Television Electronic Disc (TeD) is a discontinued video recording format, released in 1975 by Telefunken and Teldec. The format used 8 in flexible foil discs, which spun at 1,500 rpm on a cushion of air. TeD never gained wide acceptance, and could not compete against the emerging videocassette systems of the time.

==History==
Initially known as "The Video Disc" or the Teldec Television Disc, TeD (Television Electronic Disc) was first announced at a press conference in Berlin on June 24, 1970. It was developed by a team from two German companies: AEG-Telefunken and Teldec. Program information was stored in the form of ridges in the surface of a thin, flexible foil disc, which was claimed to be sufficiently robust to withstand being played 1,000 times. The main technological breakthrough was the vertical recording method that reduced the track pitch to 0.007 mm, and increased the rotation speed to 1,500 rpm, making it possible to record 130–150 grooves per millimeter, compared with the typical 10–13 grooves on an audio disc. This increased the available bandwidth from around 15 kHz to 3 MHz. The tracks were read by a pressure pick-up, which translated the surface of the ridges, via a piezo-electric crystal, into an electrical signal.

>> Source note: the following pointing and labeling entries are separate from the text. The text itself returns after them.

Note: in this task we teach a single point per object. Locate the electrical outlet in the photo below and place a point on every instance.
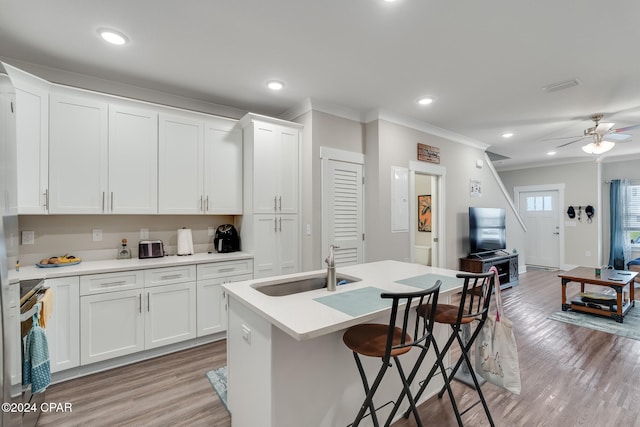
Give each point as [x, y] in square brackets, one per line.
[246, 334]
[28, 238]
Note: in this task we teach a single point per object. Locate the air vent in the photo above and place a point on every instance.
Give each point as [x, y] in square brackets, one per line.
[561, 86]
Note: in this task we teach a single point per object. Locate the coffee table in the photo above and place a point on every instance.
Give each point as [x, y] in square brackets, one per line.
[620, 281]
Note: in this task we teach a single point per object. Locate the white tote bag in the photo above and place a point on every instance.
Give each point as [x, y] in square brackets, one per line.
[496, 350]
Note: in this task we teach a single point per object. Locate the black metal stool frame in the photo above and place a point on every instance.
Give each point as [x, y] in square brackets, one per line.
[478, 289]
[422, 338]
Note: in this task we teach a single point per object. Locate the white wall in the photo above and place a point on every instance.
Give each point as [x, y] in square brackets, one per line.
[390, 144]
[581, 189]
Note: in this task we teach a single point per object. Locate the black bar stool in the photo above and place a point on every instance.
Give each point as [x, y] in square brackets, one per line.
[474, 307]
[389, 341]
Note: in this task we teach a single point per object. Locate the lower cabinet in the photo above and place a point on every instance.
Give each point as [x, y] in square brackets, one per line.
[112, 325]
[170, 315]
[63, 327]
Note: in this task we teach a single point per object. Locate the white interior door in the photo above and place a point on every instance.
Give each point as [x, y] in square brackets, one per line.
[539, 211]
[343, 211]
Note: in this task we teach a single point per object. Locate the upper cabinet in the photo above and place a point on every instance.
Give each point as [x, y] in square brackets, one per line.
[200, 165]
[133, 160]
[32, 136]
[78, 155]
[272, 150]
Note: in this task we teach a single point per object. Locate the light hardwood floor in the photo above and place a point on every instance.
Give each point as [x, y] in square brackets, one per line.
[571, 376]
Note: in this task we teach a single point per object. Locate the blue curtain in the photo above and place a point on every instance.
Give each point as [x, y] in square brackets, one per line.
[616, 205]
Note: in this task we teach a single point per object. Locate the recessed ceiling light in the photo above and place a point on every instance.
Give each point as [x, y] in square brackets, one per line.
[275, 85]
[425, 100]
[112, 36]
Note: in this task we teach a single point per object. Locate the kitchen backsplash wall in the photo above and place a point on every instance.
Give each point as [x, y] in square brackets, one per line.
[56, 235]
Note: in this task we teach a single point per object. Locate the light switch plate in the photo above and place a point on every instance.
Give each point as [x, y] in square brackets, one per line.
[28, 237]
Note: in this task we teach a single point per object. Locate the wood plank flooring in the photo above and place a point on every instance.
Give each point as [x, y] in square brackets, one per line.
[571, 376]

Tracking was controlled not by the pick-up resting within the walls of a groove, but by a mechanical coupling on which the pick-up mounting is supported. There was no turntable. The rotation of the disc at 1,500 rpm created a thin cushion of air between the disc and a fixed plate. Vertical movement of the disc was kept to within 0.05mm. Eight-inch discs could store five minutes of programming, twelve-inch discs about 7½ minutes.

==Marketing==
By autumn 1972, the name of the system had just been changed to TeD (for Television Disc) and the playing time of the eight-inch disc had been doubled to 10 minutes. TeD players were finally introduced on the West German market on 17 March 1975. Six labels offered programs: Decca, Teldec Intertel, Telefunken, Ufa/ATB, Ullstein AV and Videophon. Within the first three months 6,000 players had been shipped to 2,500 dealers, and 50,000 discs were in the shops. Sanyo Electric Co., Ltd. of Japan, which had been conducting similar research itself (but was by now also developing the V-Cord videocassette recorder), was granted a licence to produce a version that would play out in the NTSC television format and by the end of 1976 had devised a long-awaited auto-changer that took 12 10-minute discs. Also in Japan, General Corporation took a manufacturing licence in July 1976 with an expectation of coming to market in April 1977. A software consortium, Nippon Video Systems, was formed around the same time. By the end of 1978 Telefunken itself had adopted VHS.